MS026 - Residual Minimization Methods for Flow Modelling and Simulation
Keywords: Automatic adaptivity, automatic discrete stability, Deep Learning Discretizations, Discontinuous Petrov-Galerkin (DPG) Method
, Least-Squares Finite Elements
, numerical stabilization of discretisations, Residual Minimization
The 23rd IACM Computational Fluids Conference (CFC 2025) is an excellent opportunity to bring together leading researchers and professionals in residual minimization methods and their application to computational fluid dynamics (CFD) and industrial applications. This workshop will focus on Residual Minimization Methods, including the Discontinuous Petrov-Galerkin (DPG) method and Least-Squares Finite Elements. It will also cover deep learning-based discretisations of PDEs using residual minimization loss functions to improve accuracy and make training more robust.
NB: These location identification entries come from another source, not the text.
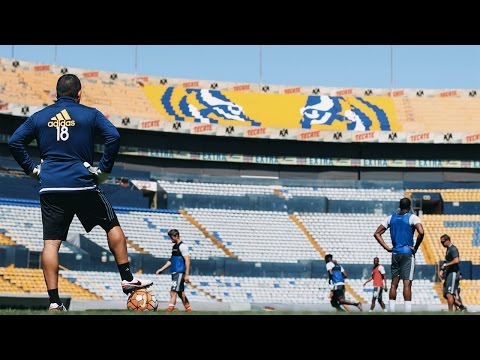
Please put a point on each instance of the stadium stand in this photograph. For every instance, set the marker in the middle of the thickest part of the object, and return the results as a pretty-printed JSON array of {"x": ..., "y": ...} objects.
[{"x": 270, "y": 254}]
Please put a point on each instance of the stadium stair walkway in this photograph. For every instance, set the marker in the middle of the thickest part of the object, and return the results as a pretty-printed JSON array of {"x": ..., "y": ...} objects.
[
  {"x": 354, "y": 294},
  {"x": 212, "y": 238},
  {"x": 310, "y": 238},
  {"x": 6, "y": 240},
  {"x": 427, "y": 251}
]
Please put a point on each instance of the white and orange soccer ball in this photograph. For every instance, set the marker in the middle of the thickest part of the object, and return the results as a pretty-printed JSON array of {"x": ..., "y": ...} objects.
[{"x": 142, "y": 300}]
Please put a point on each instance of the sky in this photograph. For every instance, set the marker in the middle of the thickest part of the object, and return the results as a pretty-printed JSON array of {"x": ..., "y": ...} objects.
[{"x": 365, "y": 66}]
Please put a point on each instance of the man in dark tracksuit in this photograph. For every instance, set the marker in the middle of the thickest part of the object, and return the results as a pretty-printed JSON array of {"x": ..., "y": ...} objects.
[
  {"x": 450, "y": 271},
  {"x": 180, "y": 270},
  {"x": 65, "y": 133}
]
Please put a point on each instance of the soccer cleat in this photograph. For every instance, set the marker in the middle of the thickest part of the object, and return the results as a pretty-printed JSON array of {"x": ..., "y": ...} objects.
[
  {"x": 129, "y": 286},
  {"x": 56, "y": 307}
]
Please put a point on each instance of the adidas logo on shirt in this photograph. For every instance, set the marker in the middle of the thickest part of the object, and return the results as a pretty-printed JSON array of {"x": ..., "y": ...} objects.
[{"x": 61, "y": 119}]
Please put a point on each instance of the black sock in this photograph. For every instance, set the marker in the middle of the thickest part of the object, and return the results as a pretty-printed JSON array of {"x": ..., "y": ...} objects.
[
  {"x": 54, "y": 297},
  {"x": 125, "y": 272}
]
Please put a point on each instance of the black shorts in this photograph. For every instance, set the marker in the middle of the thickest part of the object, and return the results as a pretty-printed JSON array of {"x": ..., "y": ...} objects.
[
  {"x": 178, "y": 282},
  {"x": 91, "y": 207},
  {"x": 403, "y": 265}
]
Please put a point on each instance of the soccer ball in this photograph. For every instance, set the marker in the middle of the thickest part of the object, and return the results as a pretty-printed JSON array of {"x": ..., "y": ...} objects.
[{"x": 142, "y": 300}]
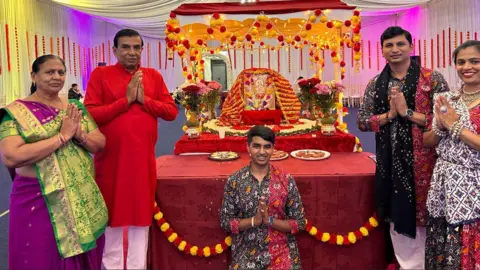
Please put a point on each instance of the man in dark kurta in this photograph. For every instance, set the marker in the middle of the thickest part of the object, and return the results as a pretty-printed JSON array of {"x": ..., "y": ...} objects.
[{"x": 125, "y": 100}]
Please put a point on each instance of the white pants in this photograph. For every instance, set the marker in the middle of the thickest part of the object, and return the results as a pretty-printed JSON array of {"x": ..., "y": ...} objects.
[
  {"x": 410, "y": 253},
  {"x": 137, "y": 248}
]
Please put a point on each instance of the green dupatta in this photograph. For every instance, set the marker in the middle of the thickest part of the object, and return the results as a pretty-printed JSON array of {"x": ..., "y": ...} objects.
[{"x": 67, "y": 178}]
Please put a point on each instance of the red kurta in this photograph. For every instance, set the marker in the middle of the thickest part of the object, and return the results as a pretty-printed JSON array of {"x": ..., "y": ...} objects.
[{"x": 125, "y": 169}]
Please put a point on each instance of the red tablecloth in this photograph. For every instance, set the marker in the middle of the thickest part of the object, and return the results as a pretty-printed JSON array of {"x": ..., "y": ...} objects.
[
  {"x": 209, "y": 143},
  {"x": 337, "y": 194}
]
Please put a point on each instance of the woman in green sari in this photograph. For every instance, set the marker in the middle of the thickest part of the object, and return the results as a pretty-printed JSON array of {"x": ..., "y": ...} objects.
[{"x": 57, "y": 213}]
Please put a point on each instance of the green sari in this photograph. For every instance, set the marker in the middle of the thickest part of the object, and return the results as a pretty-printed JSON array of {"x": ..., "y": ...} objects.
[{"x": 76, "y": 207}]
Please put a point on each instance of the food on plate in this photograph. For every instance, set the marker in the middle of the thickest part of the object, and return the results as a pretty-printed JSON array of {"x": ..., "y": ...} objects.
[{"x": 310, "y": 154}]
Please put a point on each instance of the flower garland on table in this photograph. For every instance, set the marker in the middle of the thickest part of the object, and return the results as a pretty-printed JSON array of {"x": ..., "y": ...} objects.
[
  {"x": 183, "y": 245},
  {"x": 358, "y": 145},
  {"x": 331, "y": 238}
]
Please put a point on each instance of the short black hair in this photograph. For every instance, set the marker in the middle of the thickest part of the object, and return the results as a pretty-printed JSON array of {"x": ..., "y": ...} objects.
[
  {"x": 394, "y": 31},
  {"x": 38, "y": 62},
  {"x": 263, "y": 132},
  {"x": 463, "y": 46},
  {"x": 125, "y": 33}
]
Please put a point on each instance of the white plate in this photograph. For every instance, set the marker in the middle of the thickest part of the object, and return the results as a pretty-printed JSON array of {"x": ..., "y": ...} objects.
[
  {"x": 280, "y": 158},
  {"x": 294, "y": 154}
]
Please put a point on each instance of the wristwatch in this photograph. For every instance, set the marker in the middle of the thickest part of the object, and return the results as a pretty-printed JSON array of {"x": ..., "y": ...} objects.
[{"x": 409, "y": 114}]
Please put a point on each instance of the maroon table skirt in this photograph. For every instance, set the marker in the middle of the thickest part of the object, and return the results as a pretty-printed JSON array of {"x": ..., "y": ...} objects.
[{"x": 337, "y": 194}]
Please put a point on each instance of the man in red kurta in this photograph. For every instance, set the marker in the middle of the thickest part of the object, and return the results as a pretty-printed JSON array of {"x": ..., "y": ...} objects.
[{"x": 125, "y": 100}]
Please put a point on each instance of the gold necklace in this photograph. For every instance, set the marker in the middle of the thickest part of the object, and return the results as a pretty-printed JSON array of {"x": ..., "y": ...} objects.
[{"x": 48, "y": 106}]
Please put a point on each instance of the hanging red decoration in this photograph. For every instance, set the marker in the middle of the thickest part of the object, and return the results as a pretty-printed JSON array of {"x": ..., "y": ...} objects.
[
  {"x": 449, "y": 46},
  {"x": 109, "y": 58},
  {"x": 268, "y": 55},
  {"x": 159, "y": 55},
  {"x": 438, "y": 51},
  {"x": 28, "y": 48},
  {"x": 432, "y": 64},
  {"x": 301, "y": 58},
  {"x": 244, "y": 57},
  {"x": 443, "y": 48},
  {"x": 289, "y": 60},
  {"x": 425, "y": 53},
  {"x": 58, "y": 46},
  {"x": 74, "y": 59},
  {"x": 278, "y": 60},
  {"x": 17, "y": 50},
  {"x": 63, "y": 48},
  {"x": 369, "y": 56},
  {"x": 251, "y": 56},
  {"x": 44, "y": 45},
  {"x": 166, "y": 57}
]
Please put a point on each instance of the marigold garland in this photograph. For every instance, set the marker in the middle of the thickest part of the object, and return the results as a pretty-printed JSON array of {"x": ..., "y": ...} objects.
[{"x": 335, "y": 239}]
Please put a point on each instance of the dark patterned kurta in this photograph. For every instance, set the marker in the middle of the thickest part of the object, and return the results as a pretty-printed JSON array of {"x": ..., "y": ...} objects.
[
  {"x": 424, "y": 158},
  {"x": 262, "y": 247}
]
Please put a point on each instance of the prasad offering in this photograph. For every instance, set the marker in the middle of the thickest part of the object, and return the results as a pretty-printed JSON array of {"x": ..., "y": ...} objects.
[
  {"x": 223, "y": 156},
  {"x": 278, "y": 155},
  {"x": 310, "y": 154}
]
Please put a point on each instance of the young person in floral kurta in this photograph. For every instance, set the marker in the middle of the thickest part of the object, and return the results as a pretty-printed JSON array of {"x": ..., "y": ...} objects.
[
  {"x": 262, "y": 209},
  {"x": 398, "y": 107}
]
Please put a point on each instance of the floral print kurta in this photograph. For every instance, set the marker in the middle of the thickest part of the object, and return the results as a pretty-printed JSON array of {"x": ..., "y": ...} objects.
[
  {"x": 262, "y": 247},
  {"x": 430, "y": 83}
]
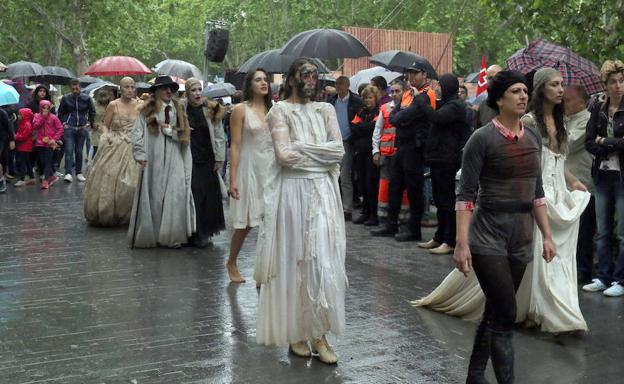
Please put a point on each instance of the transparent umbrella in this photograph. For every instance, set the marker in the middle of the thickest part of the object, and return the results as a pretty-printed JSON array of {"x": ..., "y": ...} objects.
[{"x": 219, "y": 90}]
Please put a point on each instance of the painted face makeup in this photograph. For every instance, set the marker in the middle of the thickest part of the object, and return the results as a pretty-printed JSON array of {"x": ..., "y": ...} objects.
[
  {"x": 307, "y": 81},
  {"x": 195, "y": 94},
  {"x": 260, "y": 83},
  {"x": 553, "y": 90}
]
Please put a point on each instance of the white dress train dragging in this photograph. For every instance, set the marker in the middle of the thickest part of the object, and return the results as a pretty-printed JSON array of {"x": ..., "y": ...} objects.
[{"x": 548, "y": 294}]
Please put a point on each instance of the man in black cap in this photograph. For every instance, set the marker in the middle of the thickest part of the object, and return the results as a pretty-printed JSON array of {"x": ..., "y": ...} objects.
[
  {"x": 77, "y": 113},
  {"x": 407, "y": 167},
  {"x": 163, "y": 212}
]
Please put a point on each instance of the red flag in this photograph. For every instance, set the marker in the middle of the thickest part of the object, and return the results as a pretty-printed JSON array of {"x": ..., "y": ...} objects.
[{"x": 482, "y": 85}]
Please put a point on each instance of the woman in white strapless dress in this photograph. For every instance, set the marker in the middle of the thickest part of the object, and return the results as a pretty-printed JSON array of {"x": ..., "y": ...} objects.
[
  {"x": 548, "y": 295},
  {"x": 251, "y": 153}
]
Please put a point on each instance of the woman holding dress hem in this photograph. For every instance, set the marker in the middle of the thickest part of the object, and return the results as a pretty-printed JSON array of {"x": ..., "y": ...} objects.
[{"x": 501, "y": 165}]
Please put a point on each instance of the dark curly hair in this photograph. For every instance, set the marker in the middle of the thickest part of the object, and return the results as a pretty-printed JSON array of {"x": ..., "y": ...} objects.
[
  {"x": 499, "y": 84},
  {"x": 536, "y": 107},
  {"x": 292, "y": 72},
  {"x": 248, "y": 92}
]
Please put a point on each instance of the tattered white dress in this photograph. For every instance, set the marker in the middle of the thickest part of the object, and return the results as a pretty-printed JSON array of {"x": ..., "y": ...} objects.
[
  {"x": 548, "y": 294},
  {"x": 301, "y": 245}
]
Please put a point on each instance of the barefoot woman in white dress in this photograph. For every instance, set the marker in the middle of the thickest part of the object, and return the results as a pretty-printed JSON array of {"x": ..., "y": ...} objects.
[
  {"x": 301, "y": 245},
  {"x": 548, "y": 295},
  {"x": 251, "y": 153}
]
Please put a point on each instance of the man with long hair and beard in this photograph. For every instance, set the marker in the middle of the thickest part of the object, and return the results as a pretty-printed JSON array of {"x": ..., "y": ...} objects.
[{"x": 301, "y": 246}]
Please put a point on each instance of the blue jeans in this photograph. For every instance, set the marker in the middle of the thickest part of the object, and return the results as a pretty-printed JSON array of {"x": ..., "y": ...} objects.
[
  {"x": 73, "y": 140},
  {"x": 609, "y": 206}
]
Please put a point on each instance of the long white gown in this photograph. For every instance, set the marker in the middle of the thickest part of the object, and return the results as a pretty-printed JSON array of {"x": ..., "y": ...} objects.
[
  {"x": 301, "y": 243},
  {"x": 255, "y": 157},
  {"x": 548, "y": 293}
]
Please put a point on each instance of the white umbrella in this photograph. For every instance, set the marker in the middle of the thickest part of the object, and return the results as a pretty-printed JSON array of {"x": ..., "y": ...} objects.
[{"x": 364, "y": 76}]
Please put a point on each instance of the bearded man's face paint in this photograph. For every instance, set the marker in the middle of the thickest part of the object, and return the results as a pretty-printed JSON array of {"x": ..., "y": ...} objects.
[{"x": 307, "y": 81}]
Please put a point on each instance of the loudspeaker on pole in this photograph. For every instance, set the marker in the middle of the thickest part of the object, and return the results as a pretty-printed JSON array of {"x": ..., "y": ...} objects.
[{"x": 217, "y": 41}]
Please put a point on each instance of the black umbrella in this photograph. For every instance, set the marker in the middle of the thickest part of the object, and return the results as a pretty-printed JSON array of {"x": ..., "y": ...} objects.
[
  {"x": 87, "y": 80},
  {"x": 142, "y": 87},
  {"x": 178, "y": 68},
  {"x": 272, "y": 62},
  {"x": 399, "y": 61},
  {"x": 325, "y": 44},
  {"x": 24, "y": 69},
  {"x": 219, "y": 90},
  {"x": 55, "y": 75}
]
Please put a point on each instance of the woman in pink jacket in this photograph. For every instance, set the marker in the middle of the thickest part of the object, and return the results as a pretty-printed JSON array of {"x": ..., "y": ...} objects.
[
  {"x": 49, "y": 132},
  {"x": 23, "y": 148}
]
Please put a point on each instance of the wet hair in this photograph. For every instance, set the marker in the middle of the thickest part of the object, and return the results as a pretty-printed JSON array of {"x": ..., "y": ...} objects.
[
  {"x": 361, "y": 88},
  {"x": 248, "y": 89},
  {"x": 371, "y": 90},
  {"x": 35, "y": 93},
  {"x": 292, "y": 72},
  {"x": 580, "y": 91},
  {"x": 400, "y": 82},
  {"x": 343, "y": 79},
  {"x": 536, "y": 106},
  {"x": 611, "y": 67},
  {"x": 499, "y": 84},
  {"x": 380, "y": 82}
]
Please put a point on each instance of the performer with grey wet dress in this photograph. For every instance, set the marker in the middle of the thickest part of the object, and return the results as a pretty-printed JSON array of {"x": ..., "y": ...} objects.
[{"x": 501, "y": 168}]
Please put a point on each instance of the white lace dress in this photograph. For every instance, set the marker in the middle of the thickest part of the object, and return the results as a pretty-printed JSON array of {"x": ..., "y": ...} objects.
[
  {"x": 548, "y": 294},
  {"x": 255, "y": 156},
  {"x": 301, "y": 245}
]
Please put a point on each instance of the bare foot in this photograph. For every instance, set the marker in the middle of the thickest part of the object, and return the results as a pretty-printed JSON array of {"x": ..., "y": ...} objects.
[{"x": 235, "y": 276}]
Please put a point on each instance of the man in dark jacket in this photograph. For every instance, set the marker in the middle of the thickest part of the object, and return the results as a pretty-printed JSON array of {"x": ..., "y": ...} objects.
[
  {"x": 347, "y": 105},
  {"x": 77, "y": 113},
  {"x": 7, "y": 142},
  {"x": 449, "y": 132},
  {"x": 407, "y": 167}
]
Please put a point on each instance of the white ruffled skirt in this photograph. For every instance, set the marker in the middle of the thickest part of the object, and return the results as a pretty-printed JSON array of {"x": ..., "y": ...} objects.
[{"x": 305, "y": 298}]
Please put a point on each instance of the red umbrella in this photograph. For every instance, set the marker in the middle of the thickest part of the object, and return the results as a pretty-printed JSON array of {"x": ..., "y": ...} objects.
[{"x": 117, "y": 66}]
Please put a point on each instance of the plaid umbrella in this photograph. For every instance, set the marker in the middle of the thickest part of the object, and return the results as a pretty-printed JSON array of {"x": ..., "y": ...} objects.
[
  {"x": 117, "y": 66},
  {"x": 574, "y": 68}
]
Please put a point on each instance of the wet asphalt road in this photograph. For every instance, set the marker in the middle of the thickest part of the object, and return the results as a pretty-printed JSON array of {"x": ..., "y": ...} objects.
[{"x": 78, "y": 306}]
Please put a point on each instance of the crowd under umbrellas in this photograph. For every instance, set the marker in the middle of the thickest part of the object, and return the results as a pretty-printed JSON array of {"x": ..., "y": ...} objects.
[{"x": 321, "y": 44}]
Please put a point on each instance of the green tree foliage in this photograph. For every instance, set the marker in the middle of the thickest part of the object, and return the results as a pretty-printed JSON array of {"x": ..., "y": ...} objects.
[{"x": 74, "y": 33}]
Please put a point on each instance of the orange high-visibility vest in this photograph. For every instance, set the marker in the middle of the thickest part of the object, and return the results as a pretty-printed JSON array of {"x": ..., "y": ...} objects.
[{"x": 388, "y": 133}]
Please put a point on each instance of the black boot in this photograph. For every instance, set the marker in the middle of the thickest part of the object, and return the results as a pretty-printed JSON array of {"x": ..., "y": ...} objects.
[
  {"x": 480, "y": 355},
  {"x": 386, "y": 230},
  {"x": 501, "y": 347}
]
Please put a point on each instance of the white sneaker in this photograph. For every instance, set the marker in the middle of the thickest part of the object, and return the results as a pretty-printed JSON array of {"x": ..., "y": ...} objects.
[
  {"x": 615, "y": 290},
  {"x": 595, "y": 286}
]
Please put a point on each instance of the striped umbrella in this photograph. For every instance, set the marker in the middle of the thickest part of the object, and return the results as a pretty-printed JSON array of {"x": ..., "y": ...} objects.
[
  {"x": 117, "y": 66},
  {"x": 8, "y": 94},
  {"x": 574, "y": 69}
]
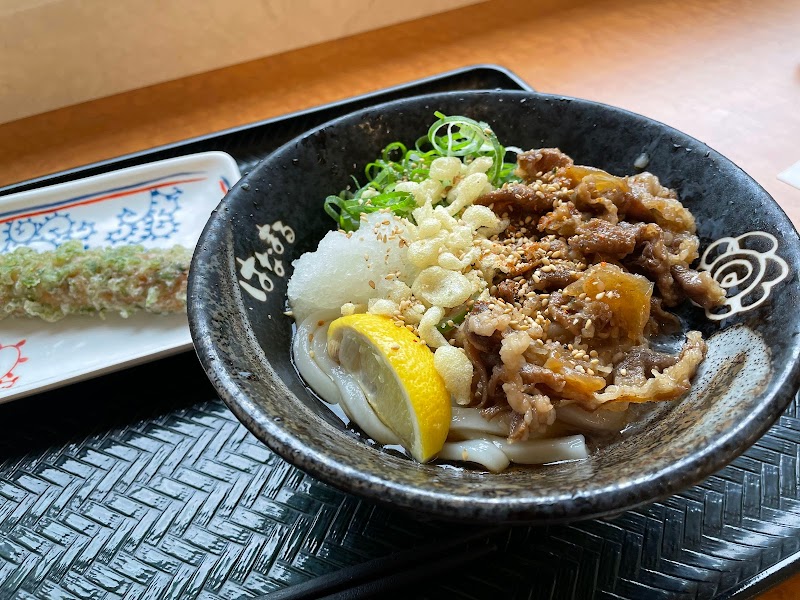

The minisymposium will explore how these advanced mathematical techniques contribute to more accurate and stable numerical solutions. Residual minimization techniques can improve CFD simulations' stability, accuracy, and convergence. We expect a thorough discussion of their benefits in addressing common numerical challenges, such as ill-conditioning, boundary and internal layer resolution, and solution stabilization. These sessions will discuss applications in fluid dynamics, heat transfer, multi-phase flows, turbulence modelling, and industrial process optimization.